The narration continues with Aaron, the father of two sons, Uri and Dov from which Dov was the one who hurt him the most. Dov left Israel and his parents and moved to England. Now, he returned only because his mother had passed away. Aaron always found Dov difficult to love. Dov was often the reason he fought with his wife because she understood him and Aaron never did. Aaron is angered with his son because he excelled at leaving things, leaving writing when he told him to, leaving his girlfriends, parents and country behind and becoming a judge in London, leaving his position and London to come back... it seemed like leaving was all he ever knew.

The third story is told by Arthur Bender, a professor at Oxford University who loves his wife, writer Lotte Berg, very much.
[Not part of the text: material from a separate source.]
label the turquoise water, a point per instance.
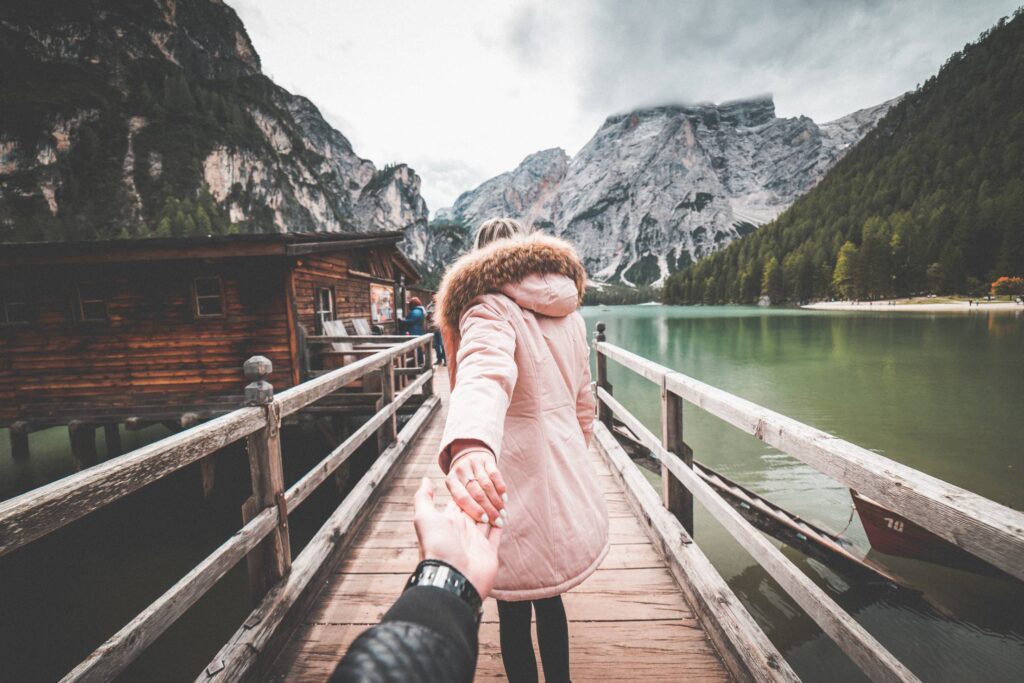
(940, 392)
Lotte was a refugee and she never forgave herself for leaving her parents to die at a concentration camp in Poland. She locked a part of her life away and Arthur never had access to it. He didn't mind that part of her until one day Daniel Varsky came to their house and a couple of days later he left with his wife's beloved writing desk. Arthur started to wonder about Lotte's past and her secrets.

The final story is told by Izzy, a young American student who came to Oxford to study literature. She fell in love with Yoav Weisz, a male part of the siblings duo. He lived with his sister, Leah Weisz and under strict rules imposed by their father, George Weisz, an antiques dealer who specialized in retrieving the artifacts taken by the Nazis during the war. He will search for that writing desk through decades and it will always elude him at the last minute.


The stories told in the "Great House" are devoid of any humor, they are serious in its core, they make us feel small and unimportant under that much weight of life.

The writing desk is a symbol of life itself. It holds together his owner's life and shatters it when he leaves. The best example is Nadia, who flourished as a writer writing seven novels while she had her beloved desk. Once she gave it away, and she didn't do it because she wanted to but because she thought that was her only choice, her life crumbled. She couldn't write or organize her life. She even tried to retrieve it only to find that it never went to Jerusalem.

The stories start seemingly unconnected but through bits and pieces they start to intertwine and complete one another. The stories connect the owners through almost half a century and through three continents.

It is amazing how everything seems to fall in place when we finish the novel. But for me, this novel lacks a goal. I mean, I understand what the author is trying to tell us but the stories are very dreary and long and they have so much unimportant details that I really wished for some purpose to them. I was sorely disappointed in the end when I realized that this is it. It felt like the author abruptly ended the book because she had no more time to work on it.

I think that these kind of books are just not my cup of tea. All those dreary stories filled with sorrow, regret and how they can't seem to lead a normal life from the weight of the past was just too much for me. I like some real action, some purpose to them, some kind of revelation or twist. We all have some difficult pasts and I don't need "a writing desk" to complete me in some way. Anyway, this is a good novel for certain kind of people. Not me.